I’m Georgi from A Splash of Colour and each fortnight on TLC Interiors, I’ll show you how to create projects to add a bit of pizzazz to your home (I’m talking pizzazz that will knock the socks off your friends and rellies!)
How to make your own Wool Wall Hanging
I love creating pieces that make a statement and a relatively easy way to make a large visual impact is to keep your design simple and incorporate a mix of colour and textured materials.
Wall Hangings are a fantastic, easy way to achieve such a look.
What You’ll Need
- Balls of wool – as many or as few as you like, however for this tutorial I’ve chosen five
- A stick or length of dowel, approximately 1cm in diameter, suitable to fit the space for your finished wall hanging.
- Tape measure
- Hand saw/secateurs
Source the stick or dowel and wool, in the colours of your choice. Dowel can be purchased in various lengths and thicknesses from the hardware store. Craft stores usually have a good selection of coloured and textured wools or try op shops for vintage or interesting wool others may have donated.
Using the hand saw or secateurs, cut the stick or dowel to size and remove any branches from the stick. Give the stick a light sand to smooth out the surface and get rid of any nobbly bits.

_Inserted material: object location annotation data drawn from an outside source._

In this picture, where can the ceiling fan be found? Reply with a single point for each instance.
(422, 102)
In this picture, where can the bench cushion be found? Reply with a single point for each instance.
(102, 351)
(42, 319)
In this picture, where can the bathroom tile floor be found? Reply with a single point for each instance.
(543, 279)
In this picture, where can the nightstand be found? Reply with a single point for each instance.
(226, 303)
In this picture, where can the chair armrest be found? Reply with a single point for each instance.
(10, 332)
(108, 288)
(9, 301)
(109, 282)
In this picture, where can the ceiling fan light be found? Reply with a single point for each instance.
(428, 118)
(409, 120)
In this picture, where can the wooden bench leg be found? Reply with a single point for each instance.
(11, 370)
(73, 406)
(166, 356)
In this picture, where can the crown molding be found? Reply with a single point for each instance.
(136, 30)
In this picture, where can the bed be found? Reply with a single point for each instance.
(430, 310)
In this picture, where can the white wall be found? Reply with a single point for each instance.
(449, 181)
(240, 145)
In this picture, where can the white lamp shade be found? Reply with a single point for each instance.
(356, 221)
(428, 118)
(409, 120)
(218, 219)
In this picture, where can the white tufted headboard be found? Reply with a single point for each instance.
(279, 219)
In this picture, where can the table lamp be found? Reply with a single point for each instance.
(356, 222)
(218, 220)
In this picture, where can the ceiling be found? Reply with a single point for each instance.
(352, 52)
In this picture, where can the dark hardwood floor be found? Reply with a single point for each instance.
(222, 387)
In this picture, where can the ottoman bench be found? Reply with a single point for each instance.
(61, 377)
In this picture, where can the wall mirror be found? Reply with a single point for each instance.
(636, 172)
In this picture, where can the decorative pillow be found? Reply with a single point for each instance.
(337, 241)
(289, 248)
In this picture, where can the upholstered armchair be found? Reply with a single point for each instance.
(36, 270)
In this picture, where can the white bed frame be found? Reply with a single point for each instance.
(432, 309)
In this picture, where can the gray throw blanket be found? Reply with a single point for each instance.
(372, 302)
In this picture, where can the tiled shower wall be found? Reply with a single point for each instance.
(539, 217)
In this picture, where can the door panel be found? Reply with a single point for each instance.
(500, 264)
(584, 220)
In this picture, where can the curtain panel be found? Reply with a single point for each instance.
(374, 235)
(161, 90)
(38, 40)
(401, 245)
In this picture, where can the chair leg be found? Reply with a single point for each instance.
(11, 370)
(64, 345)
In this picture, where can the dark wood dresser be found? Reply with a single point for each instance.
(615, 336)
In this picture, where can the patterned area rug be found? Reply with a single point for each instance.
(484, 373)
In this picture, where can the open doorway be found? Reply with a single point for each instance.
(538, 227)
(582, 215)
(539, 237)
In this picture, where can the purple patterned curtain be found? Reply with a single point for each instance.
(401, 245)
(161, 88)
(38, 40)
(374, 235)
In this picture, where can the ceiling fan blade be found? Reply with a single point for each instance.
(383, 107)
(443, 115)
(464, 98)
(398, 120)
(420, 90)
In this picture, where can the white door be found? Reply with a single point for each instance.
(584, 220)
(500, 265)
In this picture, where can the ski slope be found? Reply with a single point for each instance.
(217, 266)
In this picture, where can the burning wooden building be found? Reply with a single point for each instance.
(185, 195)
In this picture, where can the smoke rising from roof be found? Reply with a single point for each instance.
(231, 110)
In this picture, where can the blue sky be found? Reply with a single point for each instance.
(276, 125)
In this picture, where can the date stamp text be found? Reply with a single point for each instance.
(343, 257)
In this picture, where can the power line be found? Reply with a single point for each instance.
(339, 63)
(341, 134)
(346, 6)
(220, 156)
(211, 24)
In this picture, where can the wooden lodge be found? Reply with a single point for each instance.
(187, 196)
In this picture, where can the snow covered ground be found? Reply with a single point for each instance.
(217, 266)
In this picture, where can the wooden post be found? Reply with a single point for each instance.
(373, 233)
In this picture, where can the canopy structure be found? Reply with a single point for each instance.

Measure and cut, using your scissors, 140cm lengths of wool and fold them in half. Cut as many lengths from each ball of wool as you would like. Vary the number of lengths you cut from each ball of wool to create different sized blocks of colour on your hanging.
Start building your first block of colour at one end of the stick. Place the looped end of one length of wool under the stick and position it so an inch of the loop sits above the stick. Take the two loose ends of the wool and feed them over the front of the stick, through the loop that sits above the stick. Pull the two ends firmly, so the loop closes around the stick tightly.
Continue this process for all lengths of wool, grouping the individual strands together to create a block of colour.
The bottom of the hanging can either be left unaltered or finished by trimming the ends of the wool, with scissors, into your desired shape or angle. For this tutorial, I followed the shape that had naturally occurred from looping the wool and created a triangle finish, with the point of the angle just off the centre of my wall hanging.